Matías Alvear y Carmen Elgazu, ¡cómo no!, actuaron conforme a sus principios, a su concepto de la caridad. No podían olvidar, por supuesto, lo bien que con ellos se portó Dimas, de Salt; y que su sobrino José pasó a Ignacio a la España "nacional"; y que Julio García estuvo siempre a su lado y salvó a don Emilio Santos; y que incluso 'rojos' desconocidos los favorecieron en alguna ocasión. A tenor de estos hechos abrieron la puerta, lo mismo en Telégrafos que en casa. Y así consiguieron, en ausencia de Ignacio, que la Torre de Babel -que fue el jefe de Pilar en Abastos- y Padrosa fueran readmitidos en el Banco Arús; avalaron a una serie de vecinos; avalaron a Ramón, el ex camarero del Café Neutral, el que cayó prisionero en Mallorca cuando la operación del capitán Bayo y que desde allí les escribió pidiéndoles protección; avalaron al patrón del Cocodrilo y, jugando la carta grande, por tratarse de alguien "muy comprometido", garantizaron al cajero del Banco Arús, llamado Alfonso Reyes, porque les constaba lo bien que el hombre se había portado con Ignacio. Y, por supuesto, Carmen Elgazu logró también que su hermano Jaime, el gudari, detenido en el Norte, se reuniera por fin en Bilbao con sus hermanas Josefa y Mirentxu y con la abuela Mati. En total, y en el plazo de un mes y medio, Pilar contó un número aproximado de cuarenta 'rojos' que pudieron respirar libremente y salir a la calle gracias a los Alvear. Pilar, tal vez influida por Mateo, dijo de pronto:

– Creo que nos estamos excediendo. ¡Es gentuza y no veo por qué hemos de preocuparnos tanto por ellos!

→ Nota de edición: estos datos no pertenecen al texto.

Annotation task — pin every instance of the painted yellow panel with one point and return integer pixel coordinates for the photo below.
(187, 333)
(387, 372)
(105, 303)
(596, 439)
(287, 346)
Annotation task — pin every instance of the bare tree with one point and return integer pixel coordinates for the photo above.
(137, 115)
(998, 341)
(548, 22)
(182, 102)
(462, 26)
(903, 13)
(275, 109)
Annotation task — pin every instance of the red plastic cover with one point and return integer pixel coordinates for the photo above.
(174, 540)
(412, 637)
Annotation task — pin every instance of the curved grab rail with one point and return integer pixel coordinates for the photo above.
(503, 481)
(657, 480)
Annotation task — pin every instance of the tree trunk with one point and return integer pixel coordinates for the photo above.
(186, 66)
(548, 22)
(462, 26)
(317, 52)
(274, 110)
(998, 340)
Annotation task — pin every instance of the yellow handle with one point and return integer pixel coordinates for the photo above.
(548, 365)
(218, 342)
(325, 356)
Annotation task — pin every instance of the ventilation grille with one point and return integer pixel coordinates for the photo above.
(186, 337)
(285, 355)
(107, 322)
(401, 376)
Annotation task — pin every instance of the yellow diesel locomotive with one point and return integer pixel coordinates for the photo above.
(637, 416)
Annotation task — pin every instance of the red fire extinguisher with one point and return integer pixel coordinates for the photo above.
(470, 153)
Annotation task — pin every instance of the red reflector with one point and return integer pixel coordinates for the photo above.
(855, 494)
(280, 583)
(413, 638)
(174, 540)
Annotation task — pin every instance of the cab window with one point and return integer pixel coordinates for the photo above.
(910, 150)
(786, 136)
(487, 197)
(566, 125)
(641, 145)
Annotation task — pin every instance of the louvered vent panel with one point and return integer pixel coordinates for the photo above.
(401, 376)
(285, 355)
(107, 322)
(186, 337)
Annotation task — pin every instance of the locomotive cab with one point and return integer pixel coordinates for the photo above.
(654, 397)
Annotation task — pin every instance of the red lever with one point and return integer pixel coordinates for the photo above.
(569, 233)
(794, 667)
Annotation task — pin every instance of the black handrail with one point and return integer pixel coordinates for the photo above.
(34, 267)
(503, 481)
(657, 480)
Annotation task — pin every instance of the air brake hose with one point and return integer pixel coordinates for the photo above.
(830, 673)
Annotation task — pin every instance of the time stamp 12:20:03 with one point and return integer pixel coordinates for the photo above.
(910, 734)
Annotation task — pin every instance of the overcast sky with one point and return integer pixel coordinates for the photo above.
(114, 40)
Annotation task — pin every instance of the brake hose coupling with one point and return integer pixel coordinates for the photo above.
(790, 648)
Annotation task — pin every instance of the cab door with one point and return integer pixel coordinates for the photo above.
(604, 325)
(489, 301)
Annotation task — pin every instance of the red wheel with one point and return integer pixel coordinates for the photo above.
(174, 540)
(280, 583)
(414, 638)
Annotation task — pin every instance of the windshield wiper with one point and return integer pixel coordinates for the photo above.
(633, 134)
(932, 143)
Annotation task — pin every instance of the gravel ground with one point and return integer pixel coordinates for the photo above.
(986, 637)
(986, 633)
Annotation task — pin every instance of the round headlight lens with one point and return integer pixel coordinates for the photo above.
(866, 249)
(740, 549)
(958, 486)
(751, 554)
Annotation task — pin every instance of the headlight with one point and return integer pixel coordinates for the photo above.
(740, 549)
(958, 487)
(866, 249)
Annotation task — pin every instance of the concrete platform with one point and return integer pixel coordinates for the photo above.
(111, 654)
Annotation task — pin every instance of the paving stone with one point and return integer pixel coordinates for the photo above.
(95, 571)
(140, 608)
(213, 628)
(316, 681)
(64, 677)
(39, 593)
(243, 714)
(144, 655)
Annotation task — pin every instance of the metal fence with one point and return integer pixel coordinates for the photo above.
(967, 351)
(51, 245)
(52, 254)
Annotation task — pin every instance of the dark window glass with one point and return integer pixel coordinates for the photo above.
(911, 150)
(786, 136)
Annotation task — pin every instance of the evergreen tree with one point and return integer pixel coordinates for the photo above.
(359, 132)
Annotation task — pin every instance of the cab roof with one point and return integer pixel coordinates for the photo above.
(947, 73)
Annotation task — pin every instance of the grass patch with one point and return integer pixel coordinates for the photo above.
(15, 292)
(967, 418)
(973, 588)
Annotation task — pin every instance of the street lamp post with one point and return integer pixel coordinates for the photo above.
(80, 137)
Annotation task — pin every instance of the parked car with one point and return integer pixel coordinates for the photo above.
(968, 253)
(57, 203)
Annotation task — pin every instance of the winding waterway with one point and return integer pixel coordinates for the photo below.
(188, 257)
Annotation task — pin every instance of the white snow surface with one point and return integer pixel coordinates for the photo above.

Matías Alvear, que pensaba de continuo en la situación en que se encontraba su familia de Burgos, era el que con menos esfuerzo estaba siempre dispuesto a socorrer y no le cabía en la cabeza que tanta gente desaprobara su actitud, que personas como las hermanas Campistol, que mascullaban jaculatorias todo el día, o como Marta, o como la viuda de don Pedro Oriol, se mostraran tan inflexibles. "¿Vamos a prolongar esto durante siglos?", porfiaba. Todo inútil. Era raro que obtuviera asentimiento. Lo corriente era que la gente se dedicara a denunciar, acción moralmente arriesgada, dado que la mayor parte de los verdaderos responsables se habían marchado a Francia. Uno de los que mayormente censuraban la buena fe de Matías era precisamente don Emilio Santos, su entrañable amigo, quien hacía gala de una agresividad insospechada en un hombre sereno como él. Don Emilio Santos repetía una y otra vez el mismo sonsonete: "¡Yo no puedo olvidar que me pasé doce meses en una celda, con los pies en el agua!". Luego añadía: "¿Y qué seguridad tienen ustedes de que entre esos individuos no los haya que se frotaban las manos mientras nuestros hijos caían asesinados?".